AU Small Finance Bank (SFB) reported an increase of 3.5% year-on-year in PAT to Rs 120 crore (our estimate: Rs 180 crore), affected by higher provisions of Rs 150 crore. This was attributed to the bank creating additional provisions of Rs 138 crore to cushion the impact of Covid-19 on accounts in default but standard. NII grew 43% y-o-y (+10% q-o-q) to Rs 550 crore (our estimate: Rs 510 crore), while the margin came in stable q-o-q at 5.5%. Other income grew 40% y-o-y to Rs 180 crore, led by higher PLC income and stake sale in Aavas (Rs 8.7 crore).
Opex grew 40% y-o-y (+18.9% q-o-q) to Rs 420 crore. The C/I ratio increased 400 bps q-o-q to 57.2%. PPoP grew 46% y-o-y to Rs 320 crore (our estimate: Rs 280 crore). The bank’s gross AUM grew 27% y-o-y to Rs 30,700 crore, led by retail AUM rising 28% y-o-y. The share of retail AUM increased to 84% v/s 78% in FY19. Disbursements grew 16% y-o-y for FY20, led by a 27% y-o-y rise in retail assets.

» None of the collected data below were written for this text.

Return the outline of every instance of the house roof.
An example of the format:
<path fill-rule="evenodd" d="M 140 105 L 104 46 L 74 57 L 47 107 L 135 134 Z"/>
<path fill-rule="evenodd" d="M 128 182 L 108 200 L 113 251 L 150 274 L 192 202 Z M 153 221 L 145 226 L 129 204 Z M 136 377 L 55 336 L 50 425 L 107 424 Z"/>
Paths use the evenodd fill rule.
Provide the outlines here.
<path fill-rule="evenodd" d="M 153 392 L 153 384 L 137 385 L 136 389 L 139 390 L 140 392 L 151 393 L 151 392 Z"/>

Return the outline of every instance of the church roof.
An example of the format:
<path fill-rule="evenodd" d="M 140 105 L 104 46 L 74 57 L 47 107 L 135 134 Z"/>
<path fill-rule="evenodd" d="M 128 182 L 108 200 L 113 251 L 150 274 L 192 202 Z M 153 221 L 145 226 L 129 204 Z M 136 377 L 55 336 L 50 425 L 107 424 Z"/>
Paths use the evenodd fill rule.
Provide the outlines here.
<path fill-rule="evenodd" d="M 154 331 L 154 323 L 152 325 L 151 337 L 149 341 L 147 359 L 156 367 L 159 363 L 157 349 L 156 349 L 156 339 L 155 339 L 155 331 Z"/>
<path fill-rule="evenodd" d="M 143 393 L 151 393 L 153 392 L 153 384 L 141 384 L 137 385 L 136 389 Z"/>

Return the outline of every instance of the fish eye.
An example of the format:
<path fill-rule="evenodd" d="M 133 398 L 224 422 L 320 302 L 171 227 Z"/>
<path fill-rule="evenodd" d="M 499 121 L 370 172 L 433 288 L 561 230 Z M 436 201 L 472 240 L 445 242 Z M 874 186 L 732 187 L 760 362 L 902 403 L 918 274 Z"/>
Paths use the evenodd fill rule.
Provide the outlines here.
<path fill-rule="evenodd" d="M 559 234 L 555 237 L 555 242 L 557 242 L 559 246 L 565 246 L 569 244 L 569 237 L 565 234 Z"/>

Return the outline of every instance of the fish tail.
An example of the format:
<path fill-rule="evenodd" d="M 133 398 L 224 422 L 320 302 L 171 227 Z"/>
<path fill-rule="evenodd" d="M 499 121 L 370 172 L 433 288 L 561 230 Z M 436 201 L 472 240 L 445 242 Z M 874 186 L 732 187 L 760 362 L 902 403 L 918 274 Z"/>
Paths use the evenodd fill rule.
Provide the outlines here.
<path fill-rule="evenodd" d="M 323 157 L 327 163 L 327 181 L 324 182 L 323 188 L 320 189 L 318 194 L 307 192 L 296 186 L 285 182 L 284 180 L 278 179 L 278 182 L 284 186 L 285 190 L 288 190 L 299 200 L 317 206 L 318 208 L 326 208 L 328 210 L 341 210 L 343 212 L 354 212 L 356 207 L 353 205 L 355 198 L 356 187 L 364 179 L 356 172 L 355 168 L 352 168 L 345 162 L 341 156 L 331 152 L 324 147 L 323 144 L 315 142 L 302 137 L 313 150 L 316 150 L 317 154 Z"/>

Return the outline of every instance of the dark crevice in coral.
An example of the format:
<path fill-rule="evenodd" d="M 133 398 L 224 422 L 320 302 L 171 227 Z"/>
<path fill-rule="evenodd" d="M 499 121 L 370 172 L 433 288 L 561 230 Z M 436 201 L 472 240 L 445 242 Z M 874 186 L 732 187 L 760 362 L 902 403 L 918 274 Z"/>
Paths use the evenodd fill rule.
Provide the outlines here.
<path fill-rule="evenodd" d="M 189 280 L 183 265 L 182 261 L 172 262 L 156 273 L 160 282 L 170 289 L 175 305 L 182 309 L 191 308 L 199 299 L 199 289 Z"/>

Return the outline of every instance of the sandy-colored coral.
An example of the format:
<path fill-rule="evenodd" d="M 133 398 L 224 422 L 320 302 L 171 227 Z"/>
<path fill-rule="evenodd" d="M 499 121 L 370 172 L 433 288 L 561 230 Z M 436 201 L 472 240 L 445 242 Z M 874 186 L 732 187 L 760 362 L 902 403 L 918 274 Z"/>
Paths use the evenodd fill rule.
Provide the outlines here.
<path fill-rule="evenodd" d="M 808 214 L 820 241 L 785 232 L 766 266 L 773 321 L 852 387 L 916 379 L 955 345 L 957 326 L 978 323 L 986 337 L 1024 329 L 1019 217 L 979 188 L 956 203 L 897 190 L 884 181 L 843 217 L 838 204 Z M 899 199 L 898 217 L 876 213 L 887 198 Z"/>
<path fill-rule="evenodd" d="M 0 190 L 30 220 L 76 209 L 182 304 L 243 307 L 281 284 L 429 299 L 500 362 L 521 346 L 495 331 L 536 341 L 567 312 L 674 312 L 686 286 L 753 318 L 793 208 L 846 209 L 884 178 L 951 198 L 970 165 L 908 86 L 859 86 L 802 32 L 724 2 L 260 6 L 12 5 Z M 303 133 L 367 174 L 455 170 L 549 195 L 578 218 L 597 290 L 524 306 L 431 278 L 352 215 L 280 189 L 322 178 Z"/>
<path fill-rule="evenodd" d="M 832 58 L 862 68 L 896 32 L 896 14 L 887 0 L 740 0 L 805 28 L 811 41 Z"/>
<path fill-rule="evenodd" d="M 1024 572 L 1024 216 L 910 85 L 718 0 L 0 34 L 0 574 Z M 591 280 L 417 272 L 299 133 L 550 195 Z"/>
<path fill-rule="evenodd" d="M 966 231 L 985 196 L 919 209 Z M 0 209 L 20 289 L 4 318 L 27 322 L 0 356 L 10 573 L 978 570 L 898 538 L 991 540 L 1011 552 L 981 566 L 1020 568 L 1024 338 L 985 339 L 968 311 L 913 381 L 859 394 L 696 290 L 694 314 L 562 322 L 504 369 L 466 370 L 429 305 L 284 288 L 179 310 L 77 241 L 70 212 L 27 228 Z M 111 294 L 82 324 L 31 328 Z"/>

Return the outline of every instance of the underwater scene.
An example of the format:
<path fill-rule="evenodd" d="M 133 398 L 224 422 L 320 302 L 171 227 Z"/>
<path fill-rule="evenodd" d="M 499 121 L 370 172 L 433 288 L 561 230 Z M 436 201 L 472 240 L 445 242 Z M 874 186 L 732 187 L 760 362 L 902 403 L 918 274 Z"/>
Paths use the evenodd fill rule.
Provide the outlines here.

SBL MSME disbursements grew 32% y-o-y and wheel disbursements 16% y-o-y, driven by the Used and Cash-on-wheels segments. Small and mid-corporate assets de-grew 16% y-o-y. Deposits grew 35% y-o-y to Rs 26,160 crore. The CASA ratio (excluding Certificate of Deposits) stood at 16%. Absolute GNPL/NNPL declined 9.2% q-o-q/19.0% q-o-q. Thus, the GNPA and NNPA ratios declined 20 bps each to 1.7% and 0.8%, respectively. PCR, thus, increased ~570bp to 52.5%.
The Tier 1 ratio improved to 18.4% (CAR at 22.0%) and AUM IRR came in stable at 14.7%; COF declined further to 7.45% v/s 7.6% in Q3FY20.
AU SFB reported a steady operating performance; however, Covid-19 provisions have dented earnings. While reported asset quality ratios have all improved, the collection efficiency has seen a decline. We await clarity on overdue loans/books under moratorium and the growth outlook. However, deposit growth has held strong. This, along with other measures, has enabled the bank to maintain strong surplus liquidity and LCR of 133%. We would revise our estimates and TP following the earnings call.